Haller, Emil J.; And Others
A review of the literature indicates that, compared to larger, urban schools, small, rural secondary schools have limited course offerings in mathematics and science; the review also indicates, however, that the achievement of students in small, rural schools is equivalent to or even higher than, that of students in larger, urban schools. Such an anomaly may be due to a mismatch of the conventional measurement of achievement outcomes and the neglect of higher-order cognitive skills taught in advanced courses offered only in larger schools. This study examines another possible explanation for the anomaly by focusing on the measures of higher-order thinking skills in science and mathematics. The data used in this study were collected beginning in 1987 by the Longitudinal Study of American Youth (LSAY), an on-going 4-year panel study of middle and high school science and mathematics education. The base-year sample consisted of 2,829 10th grade students from 51 randomly selected public schools. Survey instruments were completed by the sampled students, their teachers, and parents. Achievement tests that focused on mathematics and science knowledge and higher-order thinking skills were administered in the fall of 1987, 1988, and 1989. Zero-order statistics and regression analyses were performed with the data. Results of the study refute the hypothesis and indicate that while large schools offer more advanced courses than do small ones, those offerings appear to have no influence on student achievement and higher-order thinking skills. (LP)

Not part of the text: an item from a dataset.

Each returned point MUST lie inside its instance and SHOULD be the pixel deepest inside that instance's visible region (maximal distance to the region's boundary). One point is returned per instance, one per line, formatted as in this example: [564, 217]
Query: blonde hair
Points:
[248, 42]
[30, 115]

Publication Type: Speeches/Meeting Papers; Reports - Research
Education Level: N/A
Sponsor: Office of Educational Research and Improvement (ED), Washington, DC.
Authoring Institution: Consortium for Policy Research in Education, New Brunswick, NJ.
Identifiers: Longitudinal Study of American Youth
Note: Paper presented at the Annual Meeting of the American Educational Research Association (San Francisco, CA, April 20-24, 1992).